As with every innovation in the health system, it’s about the hopes of people to a longer and healthier life. For the urgent that you could be torn from life prematurely through cancer, heart attack, stroke, or another insidious disease from life.
If you want to examine the case of Big Data in practice, you can check this Big Data in the Healthcare Industry article.
Technology Stack
Apache Hadoop Framework
To meet these special properties and requirements of big data, the Hadoop framework was designed as open-source. It basically consists of two components:
HDFS
First: It stores data on several servers (in clusters) as so-called HDFS (Hadoop Distributed File System). Second: it processes this data directly on the servers without downloading it to a computer. The Hadoop system processes the data where it is stored. This is done using a program called MapReduce.
MapReduce
MapReduce processes the data in parallel on the servers, in two steps: first, smaller programs, so-called “mappers”, are used. Mappers sort the data according to categories. In the second step, so-called “reducers” process the categorized data and calculate the results.
Hive
The operation of MapReduce requires programming knowledge. To make this requirement a little easier, another superstructure was created on the Hadoop framework – Hive. Hive does not require any programming knowledge and is based on the HDFS and MapReduce framework. The commands in Hive are reminiscent of the commands in SQL, a standard language for database applications, and are only then translated in MapReduce in the second step.
The disadvantage: it takes a little more time because the code is still translated into MapReduce.
The amount of data available is increasing exponentially. At the same time, the costs of saving and storing this data also decrease. This leads many companies to save data as a precaution and check how it can be used in the future. As far as personal data is concerned, there are of course data protection issues.
Final thoughts
In this article, I don’t mean to call a Big Data groundbreaking shot today. I believe it’s something that should be adopted widely, and that already has been taken by a lot of world-famous companies.

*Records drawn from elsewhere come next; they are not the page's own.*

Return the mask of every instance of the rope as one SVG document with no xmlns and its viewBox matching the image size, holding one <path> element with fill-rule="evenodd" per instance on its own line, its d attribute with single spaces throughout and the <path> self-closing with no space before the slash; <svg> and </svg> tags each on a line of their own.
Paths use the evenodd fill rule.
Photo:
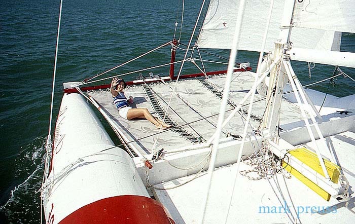
<svg viewBox="0 0 355 224">
<path fill-rule="evenodd" d="M 165 83 L 165 82 L 164 81 L 164 80 L 162 80 L 161 81 L 162 81 L 162 82 L 166 86 L 168 87 L 169 88 L 170 88 L 171 90 L 172 90 L 172 88 L 171 88 L 171 87 L 170 87 L 170 86 L 169 86 L 168 85 L 167 85 L 167 84 L 166 84 L 166 83 Z M 214 123 L 212 123 L 212 122 L 211 122 L 210 121 L 207 120 L 207 119 L 206 118 L 206 115 L 205 115 L 204 114 L 203 114 L 203 113 L 202 111 L 201 111 L 198 110 L 198 109 L 196 109 L 196 108 L 194 108 L 194 107 L 192 106 L 191 105 L 190 105 L 190 104 L 189 103 L 189 102 L 188 102 L 186 99 L 185 99 L 183 97 L 182 97 L 181 96 L 180 96 L 180 94 L 179 94 L 179 93 L 176 93 L 176 94 L 175 94 L 175 95 L 176 95 L 179 99 L 180 99 L 183 101 L 183 102 L 184 102 L 184 103 L 185 103 L 185 104 L 186 104 L 186 105 L 187 105 L 189 107 L 190 107 L 190 109 L 191 109 L 193 110 L 194 111 L 195 111 L 195 113 L 196 113 L 198 115 L 199 115 L 201 118 L 203 118 L 203 119 L 204 119 L 206 121 L 207 121 L 207 122 L 208 122 L 209 124 L 211 124 L 212 126 L 213 126 L 215 128 L 217 128 L 217 126 L 216 126 L 216 124 L 214 124 Z M 186 124 L 188 125 L 188 123 L 187 123 Z M 224 133 L 224 133 L 226 134 L 226 133 Z"/>
<path fill-rule="evenodd" d="M 314 68 L 314 67 L 315 67 L 315 64 L 314 63 L 314 62 L 307 62 L 307 63 L 308 64 L 308 72 L 309 72 L 309 79 L 310 79 L 310 78 L 311 78 L 311 72 L 310 72 L 310 70 L 311 70 L 311 69 L 312 69 Z M 313 65 L 311 66 L 311 64 L 312 64 L 312 63 L 313 63 Z"/>
<path fill-rule="evenodd" d="M 117 74 L 116 76 L 112 76 L 110 77 L 107 77 L 105 78 L 101 79 L 100 80 L 95 80 L 94 81 L 87 82 L 85 83 L 82 83 L 82 84 L 80 83 L 80 84 L 78 84 L 77 86 L 82 86 L 82 85 L 84 85 L 84 84 L 89 84 L 90 83 L 102 81 L 103 80 L 106 80 L 112 79 L 113 78 L 119 77 L 121 77 L 121 76 L 126 76 L 127 74 L 132 74 L 133 73 L 137 73 L 137 72 L 139 72 L 140 71 L 146 71 L 147 70 L 150 70 L 150 69 L 152 69 L 154 68 L 157 68 L 160 67 L 163 67 L 164 66 L 170 65 L 172 64 L 176 64 L 178 63 L 183 62 L 184 61 L 183 60 L 182 60 L 181 61 L 175 61 L 175 62 L 173 62 L 173 63 L 167 63 L 166 64 L 161 64 L 160 65 L 157 65 L 157 66 L 150 67 L 147 68 L 144 68 L 144 69 L 140 69 L 140 70 L 136 70 L 135 71 L 130 71 L 129 72 L 124 73 L 121 74 Z"/>
<path fill-rule="evenodd" d="M 181 33 L 183 30 L 183 22 L 184 22 L 184 11 L 185 5 L 185 0 L 183 0 L 183 10 L 181 13 L 181 26 L 180 26 L 180 35 L 179 36 L 179 40 L 178 41 L 178 42 L 180 42 L 180 40 L 181 39 Z"/>
<path fill-rule="evenodd" d="M 192 39 L 193 38 L 194 34 L 195 33 L 195 30 L 196 30 L 196 26 L 197 26 L 197 23 L 198 23 L 198 20 L 199 20 L 199 19 L 200 16 L 201 16 L 201 11 L 202 11 L 202 7 L 203 7 L 203 5 L 204 5 L 205 2 L 205 0 L 203 0 L 203 2 L 202 2 L 202 5 L 201 8 L 201 9 L 200 10 L 200 12 L 199 13 L 198 16 L 197 17 L 197 21 L 196 21 L 196 23 L 195 24 L 195 26 L 194 27 L 194 29 L 193 29 L 193 31 L 192 31 L 192 33 L 191 33 L 191 38 L 190 38 L 190 41 L 189 42 L 189 45 L 188 45 L 188 47 L 187 47 L 187 49 L 189 49 L 190 48 L 190 46 L 191 46 L 191 42 L 192 42 Z M 171 99 L 172 99 L 172 96 L 173 96 L 173 94 L 174 94 L 174 93 L 175 93 L 175 90 L 176 90 L 176 85 L 178 85 L 178 81 L 179 81 L 179 79 L 180 79 L 180 75 L 181 74 L 181 72 L 182 72 L 182 70 L 183 70 L 183 67 L 184 67 L 184 64 L 185 63 L 185 61 L 186 61 L 186 57 L 187 57 L 187 53 L 188 53 L 188 51 L 187 51 L 185 52 L 185 55 L 184 55 L 184 59 L 183 60 L 182 63 L 182 64 L 181 64 L 181 67 L 180 67 L 180 69 L 179 71 L 179 73 L 178 74 L 178 77 L 176 77 L 176 82 L 175 82 L 175 85 L 174 86 L 173 90 L 172 92 L 171 93 L 171 96 L 170 96 L 170 99 L 169 99 L 169 102 L 168 103 L 168 105 L 167 105 L 167 106 L 166 107 L 166 110 L 165 110 L 165 114 L 164 114 L 164 118 L 163 118 L 163 120 L 165 119 L 165 116 L 166 116 L 166 114 L 167 114 L 167 113 L 168 109 L 169 108 L 169 107 L 170 106 L 170 103 L 171 102 Z M 159 135 L 158 134 L 158 137 L 159 137 Z M 155 139 L 155 142 L 154 142 L 154 144 L 153 144 L 153 146 L 154 146 L 155 145 L 156 145 L 157 142 L 157 141 L 158 141 L 158 137 L 157 137 L 157 138 L 156 138 L 156 139 Z M 152 150 L 154 150 L 154 153 L 156 153 L 156 151 L 155 150 L 155 148 L 152 148 Z"/>
<path fill-rule="evenodd" d="M 53 83 L 52 84 L 52 98 L 51 99 L 51 109 L 49 116 L 49 125 L 48 127 L 48 135 L 47 136 L 47 142 L 46 144 L 46 159 L 45 159 L 45 169 L 43 173 L 43 178 L 42 179 L 42 185 L 46 181 L 47 176 L 49 174 L 48 172 L 48 166 L 49 165 L 50 160 L 49 158 L 51 158 L 50 156 L 50 153 L 51 153 L 51 133 L 52 132 L 52 119 L 53 117 L 53 103 L 54 101 L 54 89 L 55 87 L 55 78 L 57 71 L 57 60 L 58 58 L 58 49 L 59 47 L 59 34 L 60 33 L 60 21 L 61 20 L 62 15 L 62 8 L 63 5 L 63 0 L 60 0 L 60 4 L 59 5 L 59 15 L 58 22 L 58 32 L 57 32 L 57 42 L 55 45 L 55 55 L 54 57 L 54 68 L 53 70 Z M 43 222 L 43 210 L 44 209 L 43 205 L 42 203 L 42 197 L 41 198 L 41 223 Z"/>
<path fill-rule="evenodd" d="M 227 68 L 227 77 L 226 79 L 226 84 L 225 84 L 225 90 L 224 90 L 224 94 L 223 94 L 223 98 L 222 100 L 222 105 L 221 105 L 221 108 L 220 108 L 220 116 L 218 118 L 218 125 L 217 126 L 217 129 L 216 131 L 215 134 L 214 136 L 215 136 L 215 138 L 214 139 L 214 143 L 213 143 L 213 146 L 214 146 L 214 151 L 213 152 L 213 153 L 212 154 L 212 155 L 211 156 L 211 160 L 209 162 L 209 166 L 208 167 L 208 179 L 209 180 L 209 181 L 208 181 L 207 183 L 207 186 L 206 188 L 207 189 L 207 196 L 205 198 L 205 200 L 204 201 L 204 203 L 203 205 L 203 213 L 202 214 L 202 217 L 201 219 L 201 223 L 204 223 L 205 218 L 205 215 L 206 215 L 206 208 L 207 208 L 207 204 L 208 203 L 208 199 L 209 198 L 209 194 L 210 194 L 210 189 L 211 189 L 211 182 L 212 182 L 212 173 L 213 173 L 213 170 L 215 168 L 215 165 L 216 161 L 216 159 L 217 159 L 217 151 L 218 151 L 218 146 L 219 144 L 219 139 L 220 137 L 220 135 L 221 135 L 221 131 L 222 131 L 222 129 L 223 127 L 223 121 L 224 120 L 224 115 L 225 115 L 225 110 L 226 110 L 226 107 L 227 106 L 227 101 L 228 101 L 228 94 L 229 94 L 229 87 L 230 86 L 230 81 L 232 80 L 232 75 L 233 74 L 233 68 L 234 68 L 234 65 L 235 63 L 235 59 L 237 57 L 237 54 L 238 53 L 238 50 L 237 49 L 237 44 L 239 41 L 239 35 L 240 33 L 240 29 L 241 27 L 241 22 L 242 20 L 242 16 L 243 16 L 243 14 L 244 13 L 244 8 L 245 6 L 245 1 L 244 0 L 241 0 L 240 2 L 239 2 L 239 5 L 238 9 L 238 16 L 237 18 L 237 21 L 236 23 L 236 29 L 235 30 L 235 32 L 233 35 L 233 40 L 232 42 L 232 46 L 233 46 L 233 48 L 231 50 L 231 53 L 230 53 L 230 57 L 229 58 L 229 64 L 228 64 L 228 67 Z M 255 92 L 255 91 L 254 91 Z M 233 113 L 232 113 L 233 114 Z M 226 220 L 225 221 L 227 221 L 227 219 L 228 219 L 228 215 L 227 217 L 226 217 Z"/>
<path fill-rule="evenodd" d="M 154 186 L 154 185 L 152 185 L 149 182 L 149 169 L 148 169 L 148 168 L 146 168 L 146 173 L 147 174 L 147 179 L 146 179 L 146 180 L 147 181 L 147 183 L 148 184 L 149 186 L 150 186 L 154 189 L 156 189 L 158 190 L 161 190 L 161 191 L 162 191 L 162 190 L 166 191 L 167 190 L 174 189 L 175 189 L 176 188 L 179 188 L 179 186 L 182 186 L 182 185 L 185 185 L 185 184 L 186 184 L 190 182 L 191 182 L 192 181 L 195 180 L 197 177 L 198 177 L 200 175 L 200 174 L 201 173 L 201 172 L 202 171 L 202 170 L 203 170 L 203 168 L 206 166 L 206 165 L 207 165 L 207 164 L 208 162 L 208 161 L 210 159 L 211 153 L 211 151 L 209 151 L 209 153 L 207 155 L 207 156 L 206 156 L 206 157 L 205 157 L 203 159 L 203 160 L 202 160 L 200 163 L 199 163 L 199 164 L 198 165 L 197 165 L 195 166 L 195 167 L 197 167 L 200 164 L 201 164 L 202 163 L 202 162 L 203 162 L 204 160 L 206 160 L 206 162 L 205 162 L 204 164 L 203 164 L 203 166 L 201 168 L 201 169 L 200 169 L 200 170 L 198 171 L 198 172 L 197 172 L 197 173 L 196 173 L 196 174 L 193 178 L 192 178 L 191 179 L 189 179 L 189 180 L 187 180 L 183 183 L 180 183 L 178 185 L 173 186 L 171 186 L 170 188 L 158 188 L 157 186 Z M 169 162 L 168 162 L 168 163 L 170 164 L 170 163 L 169 163 Z M 194 168 L 195 168 L 195 167 L 194 167 Z"/>
</svg>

In the course of the digitization of the health system in general and currently, also with the corona crisis in particular, there are also new questions for data protection. The development and use of ever further technologies, applications, and means of communication offer a lot of benefits but also carries (data protection) risks. Medical examinations in video chat, telemedicine, attests over the internet and a large number of different health apps mean that health data does not simply remain within an institution like a hospital, but on private devices, on servers of app developers, or other places.
Firstly we have to deal with the question of which data sets are actually decisive for the question that we want to answer with the help of data analysis. Without this understanding, big data is nothing more than a great fog that obscures a clear view through technology-based security.